Rhinovirus - named after the Greek word for nose - is known to circulate year-round, and typically to peak shortly before and after flu season. Children's recorded rising numbers in September, right on schedule. Then they kept rising.
"The rate of activity was unbelievably high," Richard L. Hodinka, director of the clinical virology laboratory, said yesterday. "What got my attention was not only the numbers we were seeing in the laboratory, but physicians saying there was severe disease." ...
... Besides the sheer numbers of rhinovirus, Coffin was surprised that it was causing more problems - wheezing, pneumonia, fever, and lower-respiratory-tract infections - than are normally associated with the common cold, which typically infects the upper respiratory tract. That has led her to suspect that a strain not seen here before may be responsible. The CDC's lab will attempt to identify the strain. ...
... And doctors in Louisville, Ky., at least, noticed a similar phenomenon: serious illness (in both children and adults) that did not test positive for influenza. They, too, were surprised to find rhinovirus.
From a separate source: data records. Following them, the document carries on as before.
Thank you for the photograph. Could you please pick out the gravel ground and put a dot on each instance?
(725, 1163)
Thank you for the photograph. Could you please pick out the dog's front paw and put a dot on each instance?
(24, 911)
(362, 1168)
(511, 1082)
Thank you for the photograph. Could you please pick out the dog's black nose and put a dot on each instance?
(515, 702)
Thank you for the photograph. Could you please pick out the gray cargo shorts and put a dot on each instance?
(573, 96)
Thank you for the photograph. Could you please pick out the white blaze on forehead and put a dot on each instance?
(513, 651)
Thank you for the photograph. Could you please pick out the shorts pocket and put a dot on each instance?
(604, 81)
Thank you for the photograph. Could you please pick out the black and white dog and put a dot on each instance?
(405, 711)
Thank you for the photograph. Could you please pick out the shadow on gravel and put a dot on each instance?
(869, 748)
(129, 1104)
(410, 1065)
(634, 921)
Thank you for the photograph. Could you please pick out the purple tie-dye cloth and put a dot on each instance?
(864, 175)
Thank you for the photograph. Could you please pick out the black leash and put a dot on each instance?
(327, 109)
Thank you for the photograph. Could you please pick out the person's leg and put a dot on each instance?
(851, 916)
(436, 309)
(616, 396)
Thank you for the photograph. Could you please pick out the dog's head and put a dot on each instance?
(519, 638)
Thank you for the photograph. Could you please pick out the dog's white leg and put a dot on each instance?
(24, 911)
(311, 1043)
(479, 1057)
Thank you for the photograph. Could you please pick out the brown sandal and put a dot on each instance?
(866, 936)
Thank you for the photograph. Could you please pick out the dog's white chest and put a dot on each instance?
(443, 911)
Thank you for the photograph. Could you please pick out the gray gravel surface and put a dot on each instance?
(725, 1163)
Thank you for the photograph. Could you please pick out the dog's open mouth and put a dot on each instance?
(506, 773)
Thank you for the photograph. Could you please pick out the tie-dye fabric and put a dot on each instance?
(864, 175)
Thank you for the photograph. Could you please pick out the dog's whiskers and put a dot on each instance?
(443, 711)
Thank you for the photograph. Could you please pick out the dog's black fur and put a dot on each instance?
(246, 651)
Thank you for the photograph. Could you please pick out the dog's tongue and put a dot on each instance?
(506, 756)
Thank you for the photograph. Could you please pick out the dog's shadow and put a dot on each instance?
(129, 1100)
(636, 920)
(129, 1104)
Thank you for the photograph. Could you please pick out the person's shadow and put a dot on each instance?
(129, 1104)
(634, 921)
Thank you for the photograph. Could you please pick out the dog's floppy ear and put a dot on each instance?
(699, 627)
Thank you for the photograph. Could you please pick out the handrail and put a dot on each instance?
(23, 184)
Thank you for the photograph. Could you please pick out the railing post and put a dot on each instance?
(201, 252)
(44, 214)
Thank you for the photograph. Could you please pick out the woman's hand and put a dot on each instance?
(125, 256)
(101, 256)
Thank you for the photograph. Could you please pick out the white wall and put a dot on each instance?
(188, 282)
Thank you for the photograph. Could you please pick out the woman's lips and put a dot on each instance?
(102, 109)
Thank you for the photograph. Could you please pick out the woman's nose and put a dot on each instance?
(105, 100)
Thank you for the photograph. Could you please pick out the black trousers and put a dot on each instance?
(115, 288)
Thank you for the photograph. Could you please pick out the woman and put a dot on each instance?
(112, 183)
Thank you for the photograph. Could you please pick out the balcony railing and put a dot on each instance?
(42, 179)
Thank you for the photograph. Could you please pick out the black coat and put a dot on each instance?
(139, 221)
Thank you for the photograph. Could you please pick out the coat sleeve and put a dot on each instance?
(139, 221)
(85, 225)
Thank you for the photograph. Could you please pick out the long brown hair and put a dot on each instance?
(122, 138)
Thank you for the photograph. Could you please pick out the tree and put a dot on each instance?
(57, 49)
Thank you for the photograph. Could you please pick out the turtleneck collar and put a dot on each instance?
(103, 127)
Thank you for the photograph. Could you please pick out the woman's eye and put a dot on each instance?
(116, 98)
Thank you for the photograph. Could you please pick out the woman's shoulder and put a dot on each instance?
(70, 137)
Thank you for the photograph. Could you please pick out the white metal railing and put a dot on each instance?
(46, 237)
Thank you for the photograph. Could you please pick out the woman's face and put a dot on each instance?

"We haven't thought of it as something that causes kids to be really sick and need to be admitted to the ICU," said Kris Bryant, hospital epidemiologist at Kosair Children's Hospital.
Scientists who specialize in rhinovirus are used to their chosen microbe being underestimated, and lauded Children's just for testing for it.>>
So back to handwashing!
1. Would it not occur for rhinovirus to be living in the upper resp, H1N1A in the lower resp, tract in a given person? 2. These Louisville and Philadelphia reports are seriously scary (unless some "mitigating" factors, like most the kids tested being homeless in the rain or the like).
It's an appealing argument. My concern would be the immediate post-rhinovirus immunosuppression making one once again vulnerable.
Although that said, I had a rhinovirus immediately before my husband came home with influenza, and I somehow managed to avoid getting his bug.... so n=1 but that might be an explanation. Or I might be lucky.